Even after GMC concluded I harmed no patients and I am not dangerous to public GMC put fifteen conditions on my practice to ensure I cannot work at all unless I agree to become a submissive individual with no mind of my own. As if fear for my livelihood would make me accept anything from GMC.
One of the conditions of my registration is that I cannot work out of hours (9-5) . This means that should any lawyers require medical help from me after 5 p.m. I can just keep on walking away. Is that what good people meant when they told me: You'll go far in your career?
One unfortunate lawyer died because of this. He was on his way to file bankruptcy proceedings against one of his clients (a doctor) for non payment of legal fees when he had a heart attack on the street right in front of me. I did not stop, I walked on. Once in Heaven he immediately complained about my medical negligence and his accommodation like one or two before him did. The Administrative Office in the Highest Court provided the usual answer; he could appeal but it would take many years before his appeal could be heard and there was no realistic prospect of it being successful as I was under no legal obligation to aid anyone. He protested but all his pleas fell on deaf ears except the Devil's. He said to the furious lawyer that he could help him but that some changes would be required to the Appeal Application Form. The lawyer asked what changes and the Devil said the venue would have to be changed to Hell. Why?- asked lawyer. We have all the judges there replied the Devil.

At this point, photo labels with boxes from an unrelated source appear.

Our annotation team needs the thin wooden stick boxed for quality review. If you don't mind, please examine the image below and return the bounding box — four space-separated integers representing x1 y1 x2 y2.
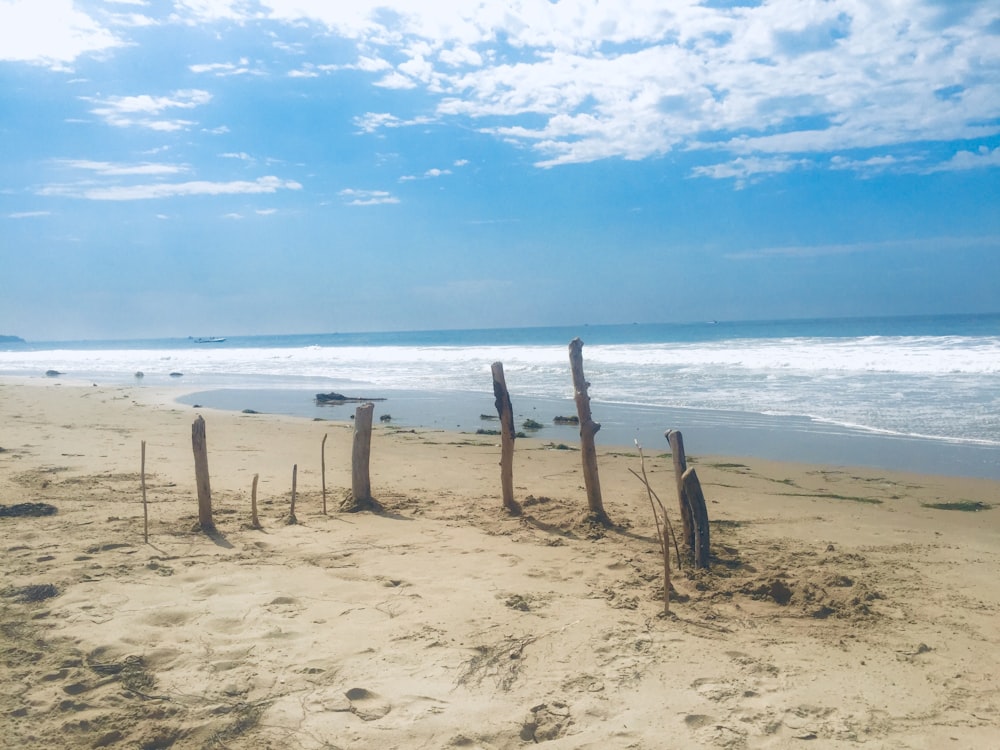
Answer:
635 440 670 615
629 468 684 570
250 474 261 529
288 464 299 524
139 440 149 544
191 414 215 532
319 435 329 516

The appeal was heard promptly and the lawyer got a transfer job to work as one of GMC solicitors.
On his first day while walking to work he saw this scene in the park:http://news.sky.com/skynews/Home/Strange-News/Brave-Rabbit-Fights-A-Snake-Up-A-Tree/Article/200903315242981?lpos=Strange_News_News_Your_Way_Region_7&lid=NewsYourWay_ARTICLE_15242981_Brave_Rabbit_Fights_A_Snake_Up_A_Tree It was Professor Bonny Bunny taking her morning exercise in GMC Park, playing a bit with a snake in the grass. The lawyer run as fast as he could into GMC building. He trembled as he walked through the security gates.

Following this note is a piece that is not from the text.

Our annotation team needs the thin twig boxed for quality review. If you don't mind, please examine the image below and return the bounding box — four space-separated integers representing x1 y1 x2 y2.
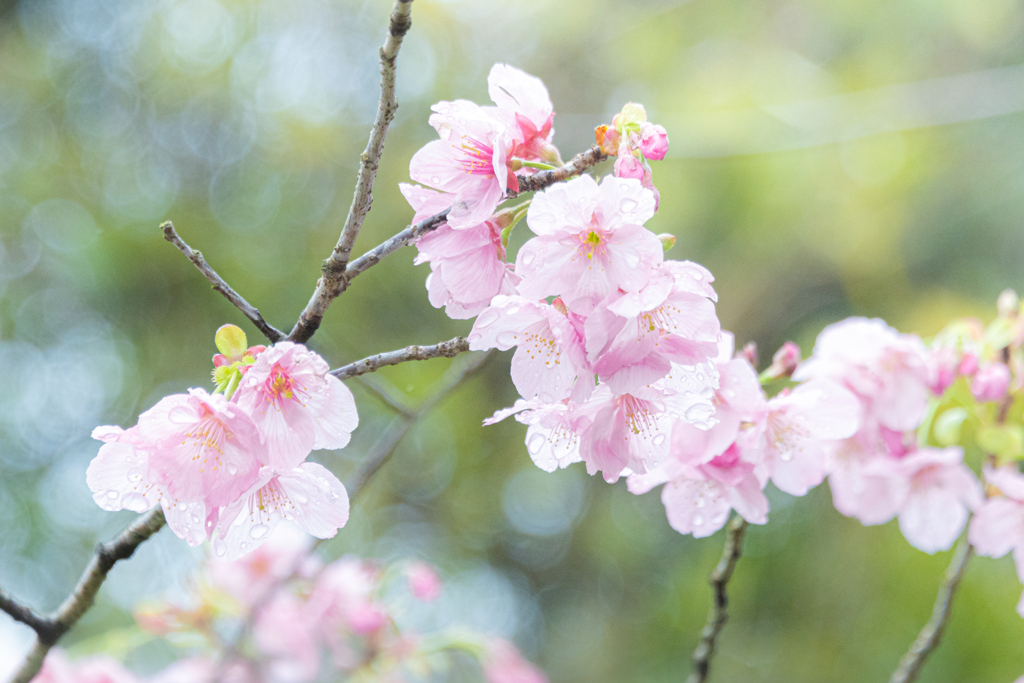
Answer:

Upstairs in GMC Office he felt like nibbling some comfort food, some chocolate, perhaps. But he could only think of Easter Chocolate Bunny and this thought made him feel almost ill. No, he could not take a sickie on his first day, he thought. On the other hand, perhaps a GMC medical expert witness could be trusted with a job to do anything at his request. A Paid Gun, an Expert Witness. Unable to resist this temptation he picked the telephone...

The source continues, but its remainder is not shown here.